Question 4 and 6

owen77s · 22 December 2022 12:39

Hello,

First question : I don’t understand why YearBuilt is considered as a numerical features, given that there is are finite number of year ?

Second question : why using more features allow our model to be more efficient ? Is there a limit on the number of the features used by the model for prediction ?

Owen

glemaitre · 3 January 2023 16:47

This one is a bit tricky. Choosing to treat “years” as categorical and numerical could come back to a modelling choice.

Here, I would say that “year” can be considered numerical the same way “temperature” could be. Temperature is bounded, at least what we can measure. What makes it for sure numerical is that we expect it to be a floating number but we could have integral measurement as well, and we would still consider it numerical.

For “years” we can consider that this is a measure of time. What we measure is usually bounded and we rounded. So this is a bit similar to temperature. But as I said, when it comes to modelling it with a predictive model we can potentially consider to model as a numerical value or a categorical value. The numerical value would be linked to a measure of time while the categorical approach would not represent such information.

You should probably define what you mean by efficient. I will suppose that you mean efficient in terms of generalization score.

Adding new features will induce the model to be more flexible. Indeed, it gets more information to “create new rules”. However, if you start to have too many features, the model will have too much flexibility and will “create rules” for noisy data points. This is what we call overfitting.

Those aspects are discussed in the second chapter.

bext_la · 10 January 2023 14:07

glemaitre:

This one is a bit tricky. Choosing to treat “years” as categorical and numerical could come back to a modelling choice.

Here, I would say that “year” can be considered numerical the same way “temperature” could be. Temperature is bounded, at least what we can measure. What makes it for sure numerical is that we expect it to be a floating number but we could have integral measurement as well, and we would still consider it numerical.

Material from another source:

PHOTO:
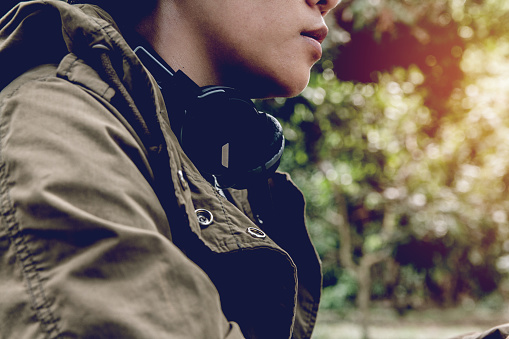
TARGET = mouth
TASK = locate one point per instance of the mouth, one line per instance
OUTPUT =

For “years” we can consider that this is a measure of time. What we measure is usually bounded and we rounded. So this is a bit similar to temperature. But as I said, when it comes to modelling it with a predictive model we can potentially consider to model as a numerical value or a categorical value. The numerical value would be linked to a measure of time while the categorical approach would not represent such information.

Hi Glemaitre,

why does not consider “OverallQual”, “OverallCond”. What is main differ?

glemaitre · 10 January 2023 16:03

I don’t have the dataset under the eye but if I recall correctly, “OverallCond” and “OveralQual” are a grade between 0 and 10. So they are categorical variables.